Thus understood, computational reliabilism requires a ‘retrospective reliability chain,’ one that conditions the sources that attribute reliability to computer simulations to be reliable in and by themselves. This means that the sources presented in Sect.  4 must be shown to be reliable. For instance, many verification and validation methods depend, in turn, on mathematics and the empirical sciences. The history of (un)successful implementations, on the other hand, is a reliable source insofar as there are well defined theories in the social epistemology and scientific practice that can vouch for the methods that populate such history. As more sources come into play, or as the same sources change over time, researchers must sanction their reliability.

To sum up, computational reliabilism encompasses two specifications of standard process reliabilism and one amendment. These are, the truth-valued proposition p, which stands for the results of the computer simulation; the reliable computer simulation m, which is a specification of the reliable process; and the series of reliable sources leading to the reliability of m.

4 Sources for Computational Reliabilism

In the following, we identify four sources for attributing reliability to a computational process such as computer simulations. It is important to note that each source offers a different ‘degree of reliability’ to computer simulations. For instance, expert knowledge by itself is a rather weak source for the reliability of most computer simulation. The reason for this is that it could be idiosyncratic in several ways, and therefore not reliable in the epistemic sense required. Verification and validation methods, on the other hand, are stronger forms of reliability for they depend on mathematical machinery and thus are epistemically more secure. This is the reason why the latter, and not expertise knowledge, are on many occasions decisive for attributing reliability to computer simulations. Having said this, we are unable to offer here a measurement of the degree of reliability for each source. Instead, we offer an analysis of each individual source.
  1. 1.

    Verification and validation methods

     
  2. 2.

    Robustness analysis for computer simulations

     
  3. 3.

    A history of (un)successful implementations

     
  4. 4.

    Expert knowledge

     

4.1 Verification and Validation

Verification and validation7 are the general names given to a host of methods used for increasing the reliability of scientific models as well as computer simulations. Understanding their role, then, turns out to be essential for attributing reliability to computer simulations.
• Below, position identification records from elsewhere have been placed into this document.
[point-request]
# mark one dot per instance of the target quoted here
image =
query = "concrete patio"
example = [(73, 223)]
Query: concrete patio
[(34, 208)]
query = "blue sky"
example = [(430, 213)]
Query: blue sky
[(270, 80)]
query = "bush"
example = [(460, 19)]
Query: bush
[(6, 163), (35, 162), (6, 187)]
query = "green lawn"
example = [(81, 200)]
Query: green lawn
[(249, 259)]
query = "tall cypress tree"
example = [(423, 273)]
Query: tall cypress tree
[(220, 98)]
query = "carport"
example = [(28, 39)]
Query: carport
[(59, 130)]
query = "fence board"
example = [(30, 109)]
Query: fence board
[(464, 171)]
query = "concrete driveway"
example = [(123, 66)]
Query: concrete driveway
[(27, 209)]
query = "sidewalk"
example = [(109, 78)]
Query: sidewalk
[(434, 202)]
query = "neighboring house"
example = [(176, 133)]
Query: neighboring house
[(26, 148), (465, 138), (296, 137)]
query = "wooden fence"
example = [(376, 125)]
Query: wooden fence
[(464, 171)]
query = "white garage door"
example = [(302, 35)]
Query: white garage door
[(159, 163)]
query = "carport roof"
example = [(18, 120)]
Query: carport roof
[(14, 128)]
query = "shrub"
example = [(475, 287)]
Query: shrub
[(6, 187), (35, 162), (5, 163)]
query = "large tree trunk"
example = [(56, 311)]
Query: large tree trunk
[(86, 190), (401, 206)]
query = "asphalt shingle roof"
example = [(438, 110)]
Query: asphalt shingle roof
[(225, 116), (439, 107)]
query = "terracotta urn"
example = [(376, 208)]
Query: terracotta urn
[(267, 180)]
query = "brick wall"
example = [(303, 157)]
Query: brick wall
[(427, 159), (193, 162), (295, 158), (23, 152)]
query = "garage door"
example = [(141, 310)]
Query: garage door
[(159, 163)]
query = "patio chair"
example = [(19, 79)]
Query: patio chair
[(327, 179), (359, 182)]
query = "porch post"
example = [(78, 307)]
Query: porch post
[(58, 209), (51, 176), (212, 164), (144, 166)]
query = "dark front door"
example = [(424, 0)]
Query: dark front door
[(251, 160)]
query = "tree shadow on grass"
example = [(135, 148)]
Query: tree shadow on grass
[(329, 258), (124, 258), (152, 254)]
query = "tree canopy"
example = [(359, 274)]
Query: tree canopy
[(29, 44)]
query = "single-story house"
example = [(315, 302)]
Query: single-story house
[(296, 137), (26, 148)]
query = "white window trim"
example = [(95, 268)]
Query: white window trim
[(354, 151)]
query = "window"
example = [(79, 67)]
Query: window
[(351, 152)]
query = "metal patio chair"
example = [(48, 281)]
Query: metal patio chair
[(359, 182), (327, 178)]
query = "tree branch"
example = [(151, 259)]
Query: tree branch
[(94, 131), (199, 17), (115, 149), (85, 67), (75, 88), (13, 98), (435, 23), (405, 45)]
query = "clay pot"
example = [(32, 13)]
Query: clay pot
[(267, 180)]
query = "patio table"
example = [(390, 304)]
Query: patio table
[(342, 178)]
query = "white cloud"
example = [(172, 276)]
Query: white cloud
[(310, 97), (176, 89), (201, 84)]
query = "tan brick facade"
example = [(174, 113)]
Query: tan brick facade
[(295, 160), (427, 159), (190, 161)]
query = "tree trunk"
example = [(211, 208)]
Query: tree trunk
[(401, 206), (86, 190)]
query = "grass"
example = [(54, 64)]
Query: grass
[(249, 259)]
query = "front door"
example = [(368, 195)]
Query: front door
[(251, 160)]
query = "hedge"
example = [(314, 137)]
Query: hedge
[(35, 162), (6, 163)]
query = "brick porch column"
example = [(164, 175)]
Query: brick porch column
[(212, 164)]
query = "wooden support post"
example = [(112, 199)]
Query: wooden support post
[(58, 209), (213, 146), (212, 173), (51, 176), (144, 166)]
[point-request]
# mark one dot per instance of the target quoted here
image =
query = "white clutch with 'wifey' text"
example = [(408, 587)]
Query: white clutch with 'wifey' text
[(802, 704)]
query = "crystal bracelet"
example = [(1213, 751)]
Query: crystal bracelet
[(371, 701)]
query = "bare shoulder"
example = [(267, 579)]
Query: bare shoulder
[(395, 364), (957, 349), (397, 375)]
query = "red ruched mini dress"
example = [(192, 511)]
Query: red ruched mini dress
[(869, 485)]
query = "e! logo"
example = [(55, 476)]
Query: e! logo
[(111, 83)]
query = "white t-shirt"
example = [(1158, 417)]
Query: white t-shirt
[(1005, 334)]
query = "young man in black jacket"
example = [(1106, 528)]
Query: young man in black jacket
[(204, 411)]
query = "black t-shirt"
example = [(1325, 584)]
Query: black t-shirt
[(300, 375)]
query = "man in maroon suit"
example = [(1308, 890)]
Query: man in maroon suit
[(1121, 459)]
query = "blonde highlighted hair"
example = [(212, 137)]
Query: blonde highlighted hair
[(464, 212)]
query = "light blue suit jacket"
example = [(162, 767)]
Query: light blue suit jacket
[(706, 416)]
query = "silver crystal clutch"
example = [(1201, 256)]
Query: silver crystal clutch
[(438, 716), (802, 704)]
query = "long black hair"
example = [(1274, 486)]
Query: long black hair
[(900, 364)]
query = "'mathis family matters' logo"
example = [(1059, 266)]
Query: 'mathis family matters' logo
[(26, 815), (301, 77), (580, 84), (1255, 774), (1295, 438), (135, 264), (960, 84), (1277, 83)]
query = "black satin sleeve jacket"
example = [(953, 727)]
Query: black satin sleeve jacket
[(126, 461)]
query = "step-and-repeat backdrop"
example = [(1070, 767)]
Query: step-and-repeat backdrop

In verification, it is standard that formal methods are at the center for the reliability of computer software, whereas in validation benchmarking is responsible for confirmation of the outcomes (Oberkampf and Roy 2010, Preface). In verification methods, then, the relationship of interest is between the specification of a model and the computer software, whereas in validation methods the relationship of interest is between computation and the empirical world. Here are two standard definitions largely accepted and used by the community of researchers:

Verification: the process of determining that a computational model accurately represents the underlying mathematical model and its solution.

Validation: the process of determining the degree to which a model is an accurate representation of the real world from the perspective of the intended uses of the model. (Oberkampf et al. 2003)

In recent philosophical studies, these definitions have been adapted to include computer simulations. Eric Winsberg, for instance, takes it that “verification, [...] is the process of determining whether or not the output of the simulation approximates the true solutions to the differential equations of the original model. Validation, on the other hand, is the process of determining whether or not the chosen model is a good representation of the real-world system for the purpose of the simulation” (Winsberg 2010, 19–20). Another example of a philosopher discussing verification and validation in computer simulations is Margaret Morrison. Although she agrees with Winsberg that verification and validation are two methods not always clearly divisible, she nevertheless downplays the need for verification methods claiming that validation is a more crucial method for assessing the reliability of computer simulation (Morrison 2009, 43).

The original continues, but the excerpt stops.